Acontece que se considera uma execução pública quando a mesma ocorre em um local de freqüência coletiva, ou seja, um lugar de acesso comum, gratuito ou oneroso, a qualquer indivíduo. Em contraposição à execução em um ambiente familiar e/ou privado, a execução em um local de freqüência coletiva possibilita a participação de pessoas indetermináveis e, às vezes, de um número indefinido.

Podemos exemplificar como execução pública em locais de freqüência coletiva, shows ou reprodução de fonogramas em bailes de carnaval, festas juninas ou parques públicos. Em todos estes casos, os locais são de acesso permitido a qualquer pessoa e ainda que o acesso ao local seja gratuito, haverá um lucro indireto para o responsável pela execução.

Acerca do assunto, esclarece Walter Moraes:

“É pública a execução, diz Ernst Müller”, quando o círculo de ouvintes não é determinado individualmente”; são públicas, prossegue, antes de tudo, as execuções em praças públicas, em locais de diversão aos quais qualquer um pode ter acesso. A idéia é válida como princípio de definição; a segunda parte é explicativa e exemplificativa, mas assim mesmo merece a crítica já feita sobre a insuficiência do critério local; a primeira parte é conceitualmente correta porque é a indeterminação numérica e pessoal da assistência que caracteriza a publicidade do desempenho; mas comporta crítica na referência restrita aos “ouvintes”, uma vez que execução não é só aquela para ser ouvida, e no aspecto negativo do conceito. Cuidando, pois, de superar o defeito conceitual de Müller, dizemos simplesmente que pública é a execução acessível a qualquer pessoa.”

(Walter Moraes, Posição Sistemática do Direito dos Artistas Intérpretes e Executantes, Empresa Gráfica da Revista dos Tribunais S/A, 1973, página 91, apud Ernst Müller, Das Deutsche Urheber und Verlagsrecht, § 27, pág. 99)

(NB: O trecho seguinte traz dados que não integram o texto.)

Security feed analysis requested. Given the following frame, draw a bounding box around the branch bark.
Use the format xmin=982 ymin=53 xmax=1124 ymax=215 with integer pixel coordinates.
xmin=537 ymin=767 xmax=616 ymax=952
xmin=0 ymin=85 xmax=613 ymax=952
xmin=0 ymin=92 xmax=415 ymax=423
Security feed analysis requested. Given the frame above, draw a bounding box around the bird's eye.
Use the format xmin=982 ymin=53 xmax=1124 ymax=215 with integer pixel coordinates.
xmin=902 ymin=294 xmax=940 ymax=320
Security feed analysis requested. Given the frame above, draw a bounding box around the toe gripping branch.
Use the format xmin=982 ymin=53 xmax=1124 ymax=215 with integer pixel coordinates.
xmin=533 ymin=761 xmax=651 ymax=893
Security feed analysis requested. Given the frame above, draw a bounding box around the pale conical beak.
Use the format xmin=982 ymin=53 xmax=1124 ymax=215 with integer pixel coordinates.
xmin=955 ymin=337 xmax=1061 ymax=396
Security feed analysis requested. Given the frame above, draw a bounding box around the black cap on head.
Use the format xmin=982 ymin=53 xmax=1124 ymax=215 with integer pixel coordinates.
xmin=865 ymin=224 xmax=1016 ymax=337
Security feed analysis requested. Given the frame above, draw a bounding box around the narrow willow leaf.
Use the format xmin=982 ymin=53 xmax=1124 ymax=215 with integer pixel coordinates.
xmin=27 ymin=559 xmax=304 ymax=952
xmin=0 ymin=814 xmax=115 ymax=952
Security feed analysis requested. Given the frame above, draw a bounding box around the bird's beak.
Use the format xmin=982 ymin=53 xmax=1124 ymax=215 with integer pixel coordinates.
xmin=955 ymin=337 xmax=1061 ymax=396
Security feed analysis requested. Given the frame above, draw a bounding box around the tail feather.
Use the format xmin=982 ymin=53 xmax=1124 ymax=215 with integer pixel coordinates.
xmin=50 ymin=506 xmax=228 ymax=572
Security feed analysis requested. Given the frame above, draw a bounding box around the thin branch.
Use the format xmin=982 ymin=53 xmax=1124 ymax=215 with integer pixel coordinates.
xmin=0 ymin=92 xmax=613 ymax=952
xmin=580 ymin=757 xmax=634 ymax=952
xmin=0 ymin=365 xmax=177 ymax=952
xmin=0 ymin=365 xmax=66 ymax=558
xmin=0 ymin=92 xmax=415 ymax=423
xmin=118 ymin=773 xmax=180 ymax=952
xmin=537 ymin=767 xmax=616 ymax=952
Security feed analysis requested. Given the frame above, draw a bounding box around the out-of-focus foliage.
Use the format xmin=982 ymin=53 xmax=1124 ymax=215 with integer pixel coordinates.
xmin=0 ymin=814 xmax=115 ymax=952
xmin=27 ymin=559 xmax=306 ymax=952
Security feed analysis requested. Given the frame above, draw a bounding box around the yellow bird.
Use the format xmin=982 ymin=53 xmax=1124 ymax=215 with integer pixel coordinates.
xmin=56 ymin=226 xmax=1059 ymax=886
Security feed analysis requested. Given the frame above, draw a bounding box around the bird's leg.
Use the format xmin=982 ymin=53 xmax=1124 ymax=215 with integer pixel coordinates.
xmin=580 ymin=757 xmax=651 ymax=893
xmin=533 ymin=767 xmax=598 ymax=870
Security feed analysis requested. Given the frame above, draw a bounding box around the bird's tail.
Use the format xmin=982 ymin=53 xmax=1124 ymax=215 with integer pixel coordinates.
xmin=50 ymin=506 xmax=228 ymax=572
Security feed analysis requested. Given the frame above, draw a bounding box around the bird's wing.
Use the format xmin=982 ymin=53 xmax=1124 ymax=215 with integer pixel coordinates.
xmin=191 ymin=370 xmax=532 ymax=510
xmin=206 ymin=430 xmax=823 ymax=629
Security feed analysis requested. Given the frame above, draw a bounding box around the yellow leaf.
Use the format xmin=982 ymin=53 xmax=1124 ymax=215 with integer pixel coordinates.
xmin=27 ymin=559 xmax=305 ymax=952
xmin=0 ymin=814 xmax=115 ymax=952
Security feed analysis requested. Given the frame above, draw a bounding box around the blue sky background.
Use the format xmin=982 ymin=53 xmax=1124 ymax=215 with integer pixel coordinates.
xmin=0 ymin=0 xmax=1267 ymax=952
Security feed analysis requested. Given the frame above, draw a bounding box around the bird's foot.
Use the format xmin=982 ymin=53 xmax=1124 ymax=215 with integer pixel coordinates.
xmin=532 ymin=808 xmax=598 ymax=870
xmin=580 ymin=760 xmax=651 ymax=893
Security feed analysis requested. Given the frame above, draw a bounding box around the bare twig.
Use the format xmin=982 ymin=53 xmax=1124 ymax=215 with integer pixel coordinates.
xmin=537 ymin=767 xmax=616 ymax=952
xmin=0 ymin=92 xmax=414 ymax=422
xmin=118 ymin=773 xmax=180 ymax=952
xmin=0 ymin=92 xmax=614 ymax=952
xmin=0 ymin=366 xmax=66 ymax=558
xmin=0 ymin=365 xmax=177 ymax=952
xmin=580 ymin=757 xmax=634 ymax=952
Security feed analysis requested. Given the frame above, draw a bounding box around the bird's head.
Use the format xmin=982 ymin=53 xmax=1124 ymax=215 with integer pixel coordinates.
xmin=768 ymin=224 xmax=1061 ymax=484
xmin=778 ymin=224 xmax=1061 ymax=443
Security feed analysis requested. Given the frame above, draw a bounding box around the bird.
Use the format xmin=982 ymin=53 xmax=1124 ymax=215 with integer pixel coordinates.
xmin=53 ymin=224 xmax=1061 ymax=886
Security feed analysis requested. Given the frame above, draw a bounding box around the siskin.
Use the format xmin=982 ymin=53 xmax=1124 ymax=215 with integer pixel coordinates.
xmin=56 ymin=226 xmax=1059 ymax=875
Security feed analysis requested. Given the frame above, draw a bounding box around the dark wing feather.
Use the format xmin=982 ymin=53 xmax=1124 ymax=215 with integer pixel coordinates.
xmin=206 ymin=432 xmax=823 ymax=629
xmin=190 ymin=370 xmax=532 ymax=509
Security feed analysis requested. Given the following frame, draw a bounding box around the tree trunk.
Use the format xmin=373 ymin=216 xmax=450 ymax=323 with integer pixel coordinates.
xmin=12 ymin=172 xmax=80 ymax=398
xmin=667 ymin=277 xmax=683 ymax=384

Ora, às festas de casamento ou de batizado ou de aniversário, vão apenas aqueles que são convidados e que alguma relação, seja familiar, profissional ou de amizade, têm com aquele que convida.

Esses tipos de festas não são abertos para o público em geral. Uma pessoa ou uma família ao celebrar uma festa de casamento, batizado, aniversário quer ter próximas pessoas queridas para comemorar esses eventos significativos.

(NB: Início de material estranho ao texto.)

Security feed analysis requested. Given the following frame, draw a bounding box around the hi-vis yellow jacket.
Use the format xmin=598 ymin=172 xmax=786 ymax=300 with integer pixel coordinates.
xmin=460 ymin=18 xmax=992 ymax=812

Salvo exceções, numa festa de casamento, os noivos conhecem todos os seus convidados. Por princípio, somente dela participarão aqueles indivíduos selecionados pelos noivos e suas famílias e aqueles que porventura não constarem da lista de convidados poderão inclusive ser convidados a se retirar da respectiva festa.

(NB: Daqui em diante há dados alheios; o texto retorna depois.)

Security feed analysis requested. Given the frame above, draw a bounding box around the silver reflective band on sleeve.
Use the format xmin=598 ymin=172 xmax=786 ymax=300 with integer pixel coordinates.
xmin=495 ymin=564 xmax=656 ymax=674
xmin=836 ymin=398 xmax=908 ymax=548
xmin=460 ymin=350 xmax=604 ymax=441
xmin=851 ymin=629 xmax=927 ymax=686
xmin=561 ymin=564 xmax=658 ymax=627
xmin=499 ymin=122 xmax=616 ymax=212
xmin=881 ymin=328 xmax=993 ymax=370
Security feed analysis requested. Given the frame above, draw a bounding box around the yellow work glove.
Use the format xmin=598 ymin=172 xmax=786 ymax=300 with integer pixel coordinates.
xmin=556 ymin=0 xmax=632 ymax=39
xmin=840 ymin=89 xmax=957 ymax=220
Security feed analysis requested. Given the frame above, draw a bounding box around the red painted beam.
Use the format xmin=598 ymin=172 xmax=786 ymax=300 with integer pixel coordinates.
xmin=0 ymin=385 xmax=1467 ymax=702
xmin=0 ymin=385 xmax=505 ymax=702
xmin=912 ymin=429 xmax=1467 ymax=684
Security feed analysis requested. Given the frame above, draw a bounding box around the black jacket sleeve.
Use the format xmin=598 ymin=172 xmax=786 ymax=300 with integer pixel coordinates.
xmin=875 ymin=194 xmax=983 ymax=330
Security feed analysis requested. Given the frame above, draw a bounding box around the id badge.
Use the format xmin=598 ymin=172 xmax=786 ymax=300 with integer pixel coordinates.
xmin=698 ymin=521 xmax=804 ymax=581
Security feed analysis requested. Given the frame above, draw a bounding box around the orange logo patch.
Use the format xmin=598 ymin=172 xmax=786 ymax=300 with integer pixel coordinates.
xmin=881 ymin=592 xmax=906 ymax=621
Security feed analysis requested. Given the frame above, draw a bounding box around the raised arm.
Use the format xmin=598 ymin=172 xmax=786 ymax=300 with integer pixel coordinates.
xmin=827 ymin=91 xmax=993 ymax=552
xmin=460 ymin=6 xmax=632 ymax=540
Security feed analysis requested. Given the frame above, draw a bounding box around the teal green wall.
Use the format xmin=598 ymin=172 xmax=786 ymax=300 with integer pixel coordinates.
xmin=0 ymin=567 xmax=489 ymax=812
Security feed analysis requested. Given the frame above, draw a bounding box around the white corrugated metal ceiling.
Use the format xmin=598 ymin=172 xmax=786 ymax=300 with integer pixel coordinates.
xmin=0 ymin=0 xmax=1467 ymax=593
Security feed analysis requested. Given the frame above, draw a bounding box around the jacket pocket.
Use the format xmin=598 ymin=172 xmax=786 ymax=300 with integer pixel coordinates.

Tendo em vista que nem sempre há uma estrutura física e organizacional em suas residências, as pessoas costumam contratar buffets, alugar salões, clubes para realizar essas comemorações. Tal fato não autoriza entendermos que eventual execução de obra musical nos locais contratados caracterizará execução pública, isto porque esses locais funcionam como extensão das residências dessas pessoas.

Ressalte-se que a despeito dessas festas reunirem um conjunto de convidados, uma coletividade, um “público”, não há como considerarmos esses locais, nessas circunstâncias, como locais de freqüência coletiva. Nessas situações, são locais de acesso privado.

Consoante determina o artigo 46, inciso VI da Lei de Direitos Autorais, à execução de obras musicais nessas celebrações não se aplica a cobrança de direitos autorais, pois trata-se de execução privada na extensão do recesso familiar daquele círculo limitado e identificável de pessoas, senão vejamos:

“Art. 46·Não constitui ofensa aos direitos autorais”:

VI – a representação teatral e a execução musical, quando realizadas no recesso familiar ou, para fins exclusivamente didáticos, nos estabelecimentos de ensino, não havendo em qualquer caso intuito de lucro”;

Assim, retomando a decisão de Sorocaba, não é somente porque a festa de casamento não tem qualquer intuito econômico ou finalidade de lucro que não é devida a cobrança de direitos autorais, mas especialmente porque festas como essa são celebrações realizadas em locais que exercem provisoriamente o papel do recesso familiar e a lei expressamente excepciona a cobrança de direitos autorais nessas hipóteses.

Indiscutivelmente, cumpre ao Ecad fiscalizar e arrecadar os direitos autorais devidos; contudo, deve fazê-lo nos exatos limites da legislação cabível em vigor.